There is also a function in ApE for primer picking. We will use this function for picking primers for the URA3 gene.
Follow the instructions below on your own computer:
Open the URA3_locus.txt file in ApE. It contains a FASTA file or the URA3 locus of Saccharomyces cerevisiae. URA3 is an enzyme in the metabolic pathway for uracil synthesis.
The sequence should be 2804 nt and contains the gene (ORF, open reading frame, 804 nt) and 1000 nt sequence before and after the gene.
Select the first 500 nt (you can use the Edit>Select From-To.. from the Menu) or select manually. The selection will tell ApE to look for primers in this area.
Select Tools Find Primers…
You will see a window like the one above.
Change the following settings as indicated above in orange::
Length Minimum 20
Length Maximum 25
Tm Minimum 50
Tm Maximum 65
Click OK.
You will get a series of primers in a window, click on the first one to select it in the main sequence window.
The first primer will be 20 nt long, start at 64 and end at 83. What you have selected is a forward primer for the sequence. Copy the sequence for the primer to Notepad (Bloco de notas) or another text editor.
Question 1:
Calculate the SEGUID for the primer, the first five characters are geW47. What are the last five?

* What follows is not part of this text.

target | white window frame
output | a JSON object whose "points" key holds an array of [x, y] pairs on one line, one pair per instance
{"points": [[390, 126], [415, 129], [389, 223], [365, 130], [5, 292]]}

Now we need a reverse primer! Select the last 500 nt of the sequence (2304-2804).
Select the Find Primer function as before.
Be sure to select the same temperature (Tm) limits as before
Select the opposite Orientation this time: 3’←5’
Question 2:
Calculate the SEGUID for the primer, the first five characters are H/hwG. What are the last five?
Question 3:
Assemble the PCR product from the two primers and confirm that the size of the PCR product is 2731nt and calculate the SEGUID
The first five characters of the SEQUID is zIIiW, what are the last five?